Manche von den speziellen Fähigkeiten, die einem neuen Vampir mit dem Blut "vererbt" werden, zeigen sich sofort, andere muß er erst entdecken, oder sogar beigebracht bekommen.

Der Erschaffer wird generell "Sire" oder "Erzeuger", der Erschaffene "Childe" oder "Kind" genannt.

Physische Veränderungen

Das Erwachen

> Erwachen

Das Tier

Vom Moment der Vampirwerdung an liegt in ihm die Saat der Zerstörung, das Tier. Dies ist eine Umschreibung seiner überwältigenden Jagd- und Fluchtinstinkte, die jederzeit drohen, seine bewusste Kontrolle zu umgehen. Nur durch das Klammern an einen strikten Verhaltenskodex, der die innere Willenskraft unterstützt, ist es dem Vampir möglich, Herr seiner Handlungen zu bleiben. Für die meisten Vampire ist dieser Kodex ihre ihnen langsam entrinnende Menschlichkeit. Nur sie gibt ihnen die Kraft, sich dem Tier zu widersetzen, wenn es in Situationen jagen oder fliehen will, wo es in unserem modernen Leben einfach unangebracht oder töricht wäre.

Siehe auch Das Tier.

Der Blutdurst

Eine Gier, die viel stärker ist als der uns bekannte Durst treibt den Vampir dazu, Blut zu trinken.

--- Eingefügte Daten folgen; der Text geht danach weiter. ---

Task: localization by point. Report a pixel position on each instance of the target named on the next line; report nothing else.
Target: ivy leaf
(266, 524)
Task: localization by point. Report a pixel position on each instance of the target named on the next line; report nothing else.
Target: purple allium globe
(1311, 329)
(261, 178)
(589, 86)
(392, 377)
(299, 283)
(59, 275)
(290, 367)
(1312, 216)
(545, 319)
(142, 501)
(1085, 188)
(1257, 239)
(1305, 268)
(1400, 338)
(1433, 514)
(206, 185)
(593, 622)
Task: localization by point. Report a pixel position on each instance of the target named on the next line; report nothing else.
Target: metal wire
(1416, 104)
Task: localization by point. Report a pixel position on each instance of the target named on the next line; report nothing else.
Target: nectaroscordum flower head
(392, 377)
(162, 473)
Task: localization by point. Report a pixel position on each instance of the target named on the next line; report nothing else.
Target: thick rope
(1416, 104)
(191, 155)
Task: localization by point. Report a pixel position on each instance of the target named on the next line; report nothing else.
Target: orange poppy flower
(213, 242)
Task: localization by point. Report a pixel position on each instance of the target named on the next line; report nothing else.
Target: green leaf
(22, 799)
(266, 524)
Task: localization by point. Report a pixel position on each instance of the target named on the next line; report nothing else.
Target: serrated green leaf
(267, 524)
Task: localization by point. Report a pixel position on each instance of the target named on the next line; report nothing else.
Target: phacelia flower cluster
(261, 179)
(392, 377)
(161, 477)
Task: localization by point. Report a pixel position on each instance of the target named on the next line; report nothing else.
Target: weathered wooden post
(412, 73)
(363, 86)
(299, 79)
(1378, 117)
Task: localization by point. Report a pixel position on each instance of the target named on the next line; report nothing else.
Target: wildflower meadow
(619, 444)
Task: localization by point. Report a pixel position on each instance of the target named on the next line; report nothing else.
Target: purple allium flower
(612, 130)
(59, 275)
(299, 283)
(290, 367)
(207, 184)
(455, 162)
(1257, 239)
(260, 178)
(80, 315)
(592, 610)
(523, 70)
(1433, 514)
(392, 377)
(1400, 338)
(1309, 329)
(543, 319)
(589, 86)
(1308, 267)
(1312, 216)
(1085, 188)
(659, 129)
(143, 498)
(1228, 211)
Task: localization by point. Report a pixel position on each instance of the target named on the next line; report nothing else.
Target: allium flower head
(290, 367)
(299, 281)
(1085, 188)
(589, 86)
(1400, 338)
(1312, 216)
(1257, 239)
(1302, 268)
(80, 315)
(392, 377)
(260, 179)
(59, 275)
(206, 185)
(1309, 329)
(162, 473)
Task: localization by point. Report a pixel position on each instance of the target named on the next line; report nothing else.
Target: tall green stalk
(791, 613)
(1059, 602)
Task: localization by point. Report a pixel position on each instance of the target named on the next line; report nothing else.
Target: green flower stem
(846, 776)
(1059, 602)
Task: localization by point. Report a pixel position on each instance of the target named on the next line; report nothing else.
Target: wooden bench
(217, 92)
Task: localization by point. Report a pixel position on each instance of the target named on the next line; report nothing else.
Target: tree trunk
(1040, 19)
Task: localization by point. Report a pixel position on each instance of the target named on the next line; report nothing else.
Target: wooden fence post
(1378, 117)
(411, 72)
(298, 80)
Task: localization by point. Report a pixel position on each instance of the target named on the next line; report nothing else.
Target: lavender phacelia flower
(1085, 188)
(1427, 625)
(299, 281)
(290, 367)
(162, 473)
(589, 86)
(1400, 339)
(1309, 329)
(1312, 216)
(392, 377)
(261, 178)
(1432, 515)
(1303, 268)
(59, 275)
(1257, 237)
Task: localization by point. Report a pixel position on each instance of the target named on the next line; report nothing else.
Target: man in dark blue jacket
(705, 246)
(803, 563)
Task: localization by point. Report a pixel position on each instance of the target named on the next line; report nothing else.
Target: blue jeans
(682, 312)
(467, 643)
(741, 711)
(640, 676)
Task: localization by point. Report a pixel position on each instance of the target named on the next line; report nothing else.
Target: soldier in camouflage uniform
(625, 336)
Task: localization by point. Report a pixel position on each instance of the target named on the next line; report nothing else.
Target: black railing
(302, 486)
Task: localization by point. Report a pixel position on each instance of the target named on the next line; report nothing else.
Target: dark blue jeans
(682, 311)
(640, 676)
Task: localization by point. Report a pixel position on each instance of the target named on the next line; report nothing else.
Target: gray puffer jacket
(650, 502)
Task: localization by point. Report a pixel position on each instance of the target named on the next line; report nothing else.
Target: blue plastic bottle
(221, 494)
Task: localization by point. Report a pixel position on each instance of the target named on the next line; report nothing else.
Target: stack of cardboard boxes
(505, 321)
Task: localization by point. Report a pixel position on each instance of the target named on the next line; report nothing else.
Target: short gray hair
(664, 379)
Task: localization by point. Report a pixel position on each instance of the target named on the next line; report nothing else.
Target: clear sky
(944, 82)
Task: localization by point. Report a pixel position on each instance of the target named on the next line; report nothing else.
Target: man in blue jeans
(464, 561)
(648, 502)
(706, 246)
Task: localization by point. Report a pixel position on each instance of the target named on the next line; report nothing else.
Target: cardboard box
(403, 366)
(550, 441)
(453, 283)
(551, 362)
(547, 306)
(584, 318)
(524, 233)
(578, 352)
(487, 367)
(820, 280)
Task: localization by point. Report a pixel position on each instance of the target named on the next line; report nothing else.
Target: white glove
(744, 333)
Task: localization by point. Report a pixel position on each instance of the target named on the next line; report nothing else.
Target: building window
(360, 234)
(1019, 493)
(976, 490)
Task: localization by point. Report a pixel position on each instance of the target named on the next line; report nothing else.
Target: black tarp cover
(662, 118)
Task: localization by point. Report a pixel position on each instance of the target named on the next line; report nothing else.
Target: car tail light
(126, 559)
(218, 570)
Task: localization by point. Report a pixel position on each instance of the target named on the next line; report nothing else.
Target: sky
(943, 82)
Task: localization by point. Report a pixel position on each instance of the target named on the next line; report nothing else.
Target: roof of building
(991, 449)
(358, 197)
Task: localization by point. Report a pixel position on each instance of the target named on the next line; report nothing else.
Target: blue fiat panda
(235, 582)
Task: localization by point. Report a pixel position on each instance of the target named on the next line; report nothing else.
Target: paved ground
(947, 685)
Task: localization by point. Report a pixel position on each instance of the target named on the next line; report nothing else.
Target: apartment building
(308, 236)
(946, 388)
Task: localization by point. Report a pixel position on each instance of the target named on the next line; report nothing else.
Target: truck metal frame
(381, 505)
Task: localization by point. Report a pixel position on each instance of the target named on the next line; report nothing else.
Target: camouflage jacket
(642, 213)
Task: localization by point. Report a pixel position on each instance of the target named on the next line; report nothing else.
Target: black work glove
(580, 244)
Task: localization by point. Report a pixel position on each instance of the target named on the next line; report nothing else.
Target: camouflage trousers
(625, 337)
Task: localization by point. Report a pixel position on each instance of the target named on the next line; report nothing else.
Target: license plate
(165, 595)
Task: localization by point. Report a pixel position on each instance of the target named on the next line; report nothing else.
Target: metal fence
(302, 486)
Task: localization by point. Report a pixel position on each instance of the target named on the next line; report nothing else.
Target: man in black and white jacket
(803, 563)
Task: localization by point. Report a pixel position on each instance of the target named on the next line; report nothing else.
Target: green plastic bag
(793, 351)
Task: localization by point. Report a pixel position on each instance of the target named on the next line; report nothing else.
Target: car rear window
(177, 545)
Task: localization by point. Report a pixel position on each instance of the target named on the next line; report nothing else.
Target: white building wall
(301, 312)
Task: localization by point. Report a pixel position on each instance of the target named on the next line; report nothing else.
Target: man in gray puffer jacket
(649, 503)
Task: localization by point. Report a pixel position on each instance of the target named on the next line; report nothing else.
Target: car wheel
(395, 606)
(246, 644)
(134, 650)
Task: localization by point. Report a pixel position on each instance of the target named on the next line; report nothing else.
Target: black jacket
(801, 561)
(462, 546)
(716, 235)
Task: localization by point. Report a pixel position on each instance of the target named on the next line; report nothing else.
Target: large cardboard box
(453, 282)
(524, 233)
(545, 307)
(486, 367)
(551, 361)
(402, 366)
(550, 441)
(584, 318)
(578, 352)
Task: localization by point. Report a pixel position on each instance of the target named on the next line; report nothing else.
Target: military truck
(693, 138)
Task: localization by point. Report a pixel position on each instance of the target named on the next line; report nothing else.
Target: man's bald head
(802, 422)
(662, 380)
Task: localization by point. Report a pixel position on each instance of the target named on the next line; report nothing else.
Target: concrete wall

Diese Sucht früher oder später zu befriedigen ist der einzige Weg, das "Tier" in sich kurzfristig zu bändigen, das jederzeit dem Verstand die Kontrolle über den Körper zu entreißen droht. Ihr nachzugeben wird durch eine Ekstase belohnt, die keinen Vergleich in der sterblichen Welt findet. Wenn das Blut von Vampiren stammt, besonders von älteren, wird diese Ekstase ins Unermeßliche gesteigert, ein Erlebnis, das sich immer wieder in die Erinnerung drängen wird, wenn man mit Vampirblut konfrontiert wird.

Man sollte beim Spielen nie die innere Sehnsucht des Charakters vergessen, dieses Gefühl zu erleben.

Siehe auch unter Ernährung.

Das Blutsband

Siehe unter Blut

Die Clans

Unter den Vampiren haben sich im Laufe der Zeit Blutlinien entwickelt, die den Legenden nach bis auf den Begründer des Vampirismus, Kain zurückgehen. Daher bezeichnen sich die Vampire selbst auch als Kainiten. 13 dieser Blutlinien erheben den Anspruch, direkt auf jeweils einen der 13 Vampire zurückzugehen, die Antediluvians oder Vorsintflutliche genannt werden, und die Nachkommen von Kains Nachkommen waren. Diese Linien haben sich so gefestigt etabliert, daß sie als Clans bezeichnet werden. Mitglieder eines Clans haben ähnliche Fähigkeiten und Ausrichtungen. Dies liegt teilweise an den Auswahlkriterien der Neulinge, aber auch an "vererbten" Fähigkeiten.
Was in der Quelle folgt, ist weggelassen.